Critical Lower Limb Ischaemia
A 67 year-old male with history of type II diabetes mellitus, diabetic neuropathy, dyslipidemia, bilateral lower limb arterial occlusive disease and hypertension presented with bilateral lower extremity pain, more severe on the left side. The patient’s renal function was moderately reduced with an estimated glomerular filtration rate of 36 mL/min/m 2 . A lower extremity MRA study was requested to assess the extent of peripheral vascular disease and guide a treatment plan.
Initial non-contrast MR angiography was performed with quiescent interval single shot (QISS) imaging, employing a tracking saturation pulse positioned towards the feet to suppress venous inflow, a non-selective saturation pulse to reduce signal from stationary tissues, and a fat-suppression pulse to further reduce signal from fat. QISS MRA is ECG gated, with diastolic-phase triggered data acquisition. Images were acquired from the feet upwards to the upper abdominal aorta.
Contrast-enhanced MR angiography was then performed with time-resolved MR angiography of the calves (TWIST) followed by bolus-chase MR angiography of the abdominal aorta and lower extremities. The bolus-chase acquisition was divided into three separate stations: abdomen/pelvis, thighs, and calves. A single dose of gadobutrol (Gadavist, Bayer Healthcare Pharmaceuticals Inc, Wayne, NJ) was diluted to 50% with normal saline, with ¼ of the contrast administered for time-resolved MR angiography (1 cc/sec) and ¾ of the dose administered for bolus-chase MR angiography (split biphasically into ½ dose @ 2mL/s and ¼ dose at 0.6 mL/s).
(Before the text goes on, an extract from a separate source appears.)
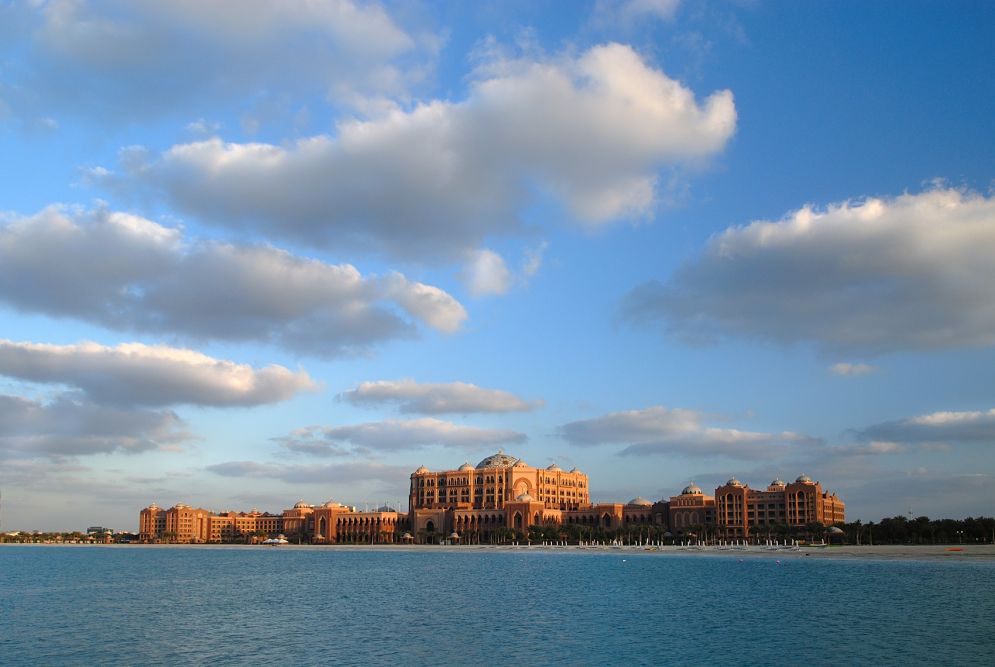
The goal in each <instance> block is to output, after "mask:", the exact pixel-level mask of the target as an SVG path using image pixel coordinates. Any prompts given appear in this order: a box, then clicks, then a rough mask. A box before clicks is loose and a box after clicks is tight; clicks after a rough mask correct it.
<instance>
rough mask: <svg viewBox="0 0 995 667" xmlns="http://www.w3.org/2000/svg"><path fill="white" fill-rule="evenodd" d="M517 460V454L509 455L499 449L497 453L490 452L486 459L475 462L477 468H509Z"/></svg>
mask: <svg viewBox="0 0 995 667" xmlns="http://www.w3.org/2000/svg"><path fill="white" fill-rule="evenodd" d="M515 461H518V457H517V456H509V455H508V454H505V453H504V450H503V449H499V450H498V453H497V454H491V455H490V456H488V457H487V458H486V459H484V460H483V461H481V462H480V463H478V464H477V468H478V469H479V468H510V467H511V466H513V465H515Z"/></svg>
Left peripheral occlusive vascular disease with segmental occlusion of the superficial femoral artery and single vessel below knee run-off to the foot via the peroneal artery. The left posterior tibial artery is occluded while the anterior tibial artery demonstrates short segment occlusion in the proximal calf and reconstitution in the mid-calf with dorsalis pedis patency.
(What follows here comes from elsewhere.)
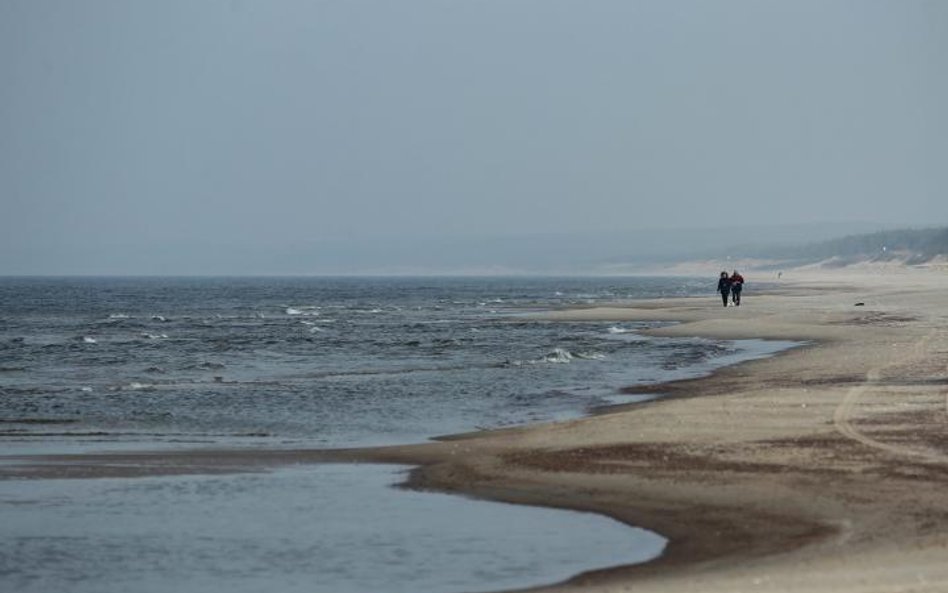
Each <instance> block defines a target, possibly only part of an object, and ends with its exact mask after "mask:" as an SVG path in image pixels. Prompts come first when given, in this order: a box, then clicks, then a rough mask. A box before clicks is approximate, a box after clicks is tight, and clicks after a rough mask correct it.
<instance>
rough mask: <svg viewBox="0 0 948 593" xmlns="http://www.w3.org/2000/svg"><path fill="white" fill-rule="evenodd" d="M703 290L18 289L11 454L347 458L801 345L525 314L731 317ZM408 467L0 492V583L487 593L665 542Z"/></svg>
mask: <svg viewBox="0 0 948 593" xmlns="http://www.w3.org/2000/svg"><path fill="white" fill-rule="evenodd" d="M713 289H714V287H713V286H712V285H711V283H710V282H708V281H706V280H705V279H693V278H621V279H617V278H612V279H595V278H517V279H509V278H266V279H264V278H214V279H200V278H178V279H168V278H109V279H94V278H93V279H79V278H62V279H37V278H4V279H0V446H2V449H3V452H4V453H7V454H10V453H37V452H57V453H61V452H83V451H110V450H118V449H160V448H179V449H180V448H195V447H255V448H260V447H343V446H354V445H366V444H391V443H404V442H421V441H424V440H426V439H428V438H431V437H433V436H436V435H442V434H447V433H456V432H460V431H470V430H478V429H481V428H494V427H502V426H510V425H516V424H524V423H530V422H543V421H551V420H557V419H563V418H575V417H578V416H581V415H583V414H585V413H586V412H588V411H589V410H590V409H591V408H594V407H598V406H602V405H609V404H614V403H621V402H627V401H633V400H634V399H635V397H640V396H635V397H633V396H624V395H622V394H621V393H620V388H622V387H625V386H629V385H634V384H643V383H653V382H658V381H664V380H669V379H676V378H684V377H690V376H696V375H698V374H701V373H706V372H709V371H710V370H712V369H714V368H717V367H719V366H722V365H724V364H730V363H733V362H737V361H739V360H743V359H747V358H750V357H755V356H765V355H768V354H769V353H772V352H775V351H777V350H779V349H782V348H785V347H788V346H790V344H788V343H776V342H763V341H759V340H747V341H737V342H733V341H721V340H707V339H697V338H674V339H672V338H652V337H648V336H644V335H642V334H641V333H640V331H641V330H642V329H644V328H647V327H652V326H654V325H656V324H654V323H607V322H588V323H563V322H557V323H551V322H545V321H542V320H541V318H540V317H538V316H534V315H533V314H534V313H537V312H542V311H548V310H550V309H555V308H558V307H583V306H593V305H598V304H605V303H624V302H626V303H627V302H630V301H632V300H635V299H641V298H646V297H651V298H663V297H681V296H696V297H698V298H697V299H696V301H695V302H696V303H701V302H704V301H703V300H701V299H706V302H707V306H709V307H719V306H720V305H719V304H718V301H717V298H716V297H715V295H714V294H713ZM747 298H748V305H750V303H751V302H752V299H753V295H752V293H751V292H749V293H748V295H747ZM644 397H647V396H644ZM402 471H403V470H402V469H399V468H390V467H377V466H349V465H319V466H311V467H307V468H295V469H281V470H277V471H275V472H270V473H261V474H250V475H223V476H185V477H154V478H142V479H107V480H73V481H60V480H37V481H14V480H9V481H3V482H0V524H2V525H3V526H4V528H3V530H4V538H3V541H2V542H0V586H2V587H10V588H11V590H17V591H24V592H37V593H39V592H45V591H50V590H69V591H75V592H77V593H84V592H89V593H92V592H96V593H102V592H110V591H116V592H117V591H125V590H129V588H134V589H135V590H138V591H146V592H147V591H156V592H157V591H167V590H171V589H183V590H188V591H196V592H200V593H204V592H207V593H223V592H225V591H226V592H235V591H236V592H241V591H248V592H249V591H259V590H260V589H261V588H274V589H275V590H280V591H287V592H292V591H315V592H319V593H357V592H365V591H379V590H384V591H388V592H391V593H398V592H402V591H404V592H408V591H412V592H413V593H451V592H461V591H473V590H483V591H486V590H497V589H504V588H512V587H525V586H531V585H539V584H543V583H550V582H554V581H557V580H561V579H565V578H568V577H570V576H572V575H574V574H577V573H579V572H582V571H586V570H592V569H596V568H604V567H608V566H613V565H616V564H623V563H631V562H642V561H645V560H647V559H649V558H652V557H654V556H656V555H657V554H659V553H660V552H661V550H662V549H663V546H664V539H663V538H661V537H660V536H659V535H657V534H652V533H649V532H644V531H641V530H635V529H633V528H630V527H628V526H625V525H621V524H618V523H616V522H614V521H611V520H608V519H605V518H602V517H598V516H591V515H582V514H577V513H571V512H564V511H553V510H549V509H536V508H522V507H509V506H506V505H497V504H494V503H486V502H475V501H470V500H467V499H464V498H460V497H449V496H444V495H435V494H430V493H411V492H405V491H397V490H394V489H392V488H391V485H393V484H395V483H397V482H399V481H401V479H402V477H403V476H402V473H401V472H402ZM564 534H569V537H564ZM2 587H0V588H2Z"/></svg>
Right peripheral occlusive vascular disease is less severe with mild multifocal outflow disease involving the superficial femoral and popliteal arteries and two vessel run-off to the foot via a mildly diseased peroneal artery and a severely diseased anterior tibial artery with dorsalis pedis patency. The posterior tibial artery is severely diseased proximally and occludes in the mid-calf with incomplete distal reconstitution.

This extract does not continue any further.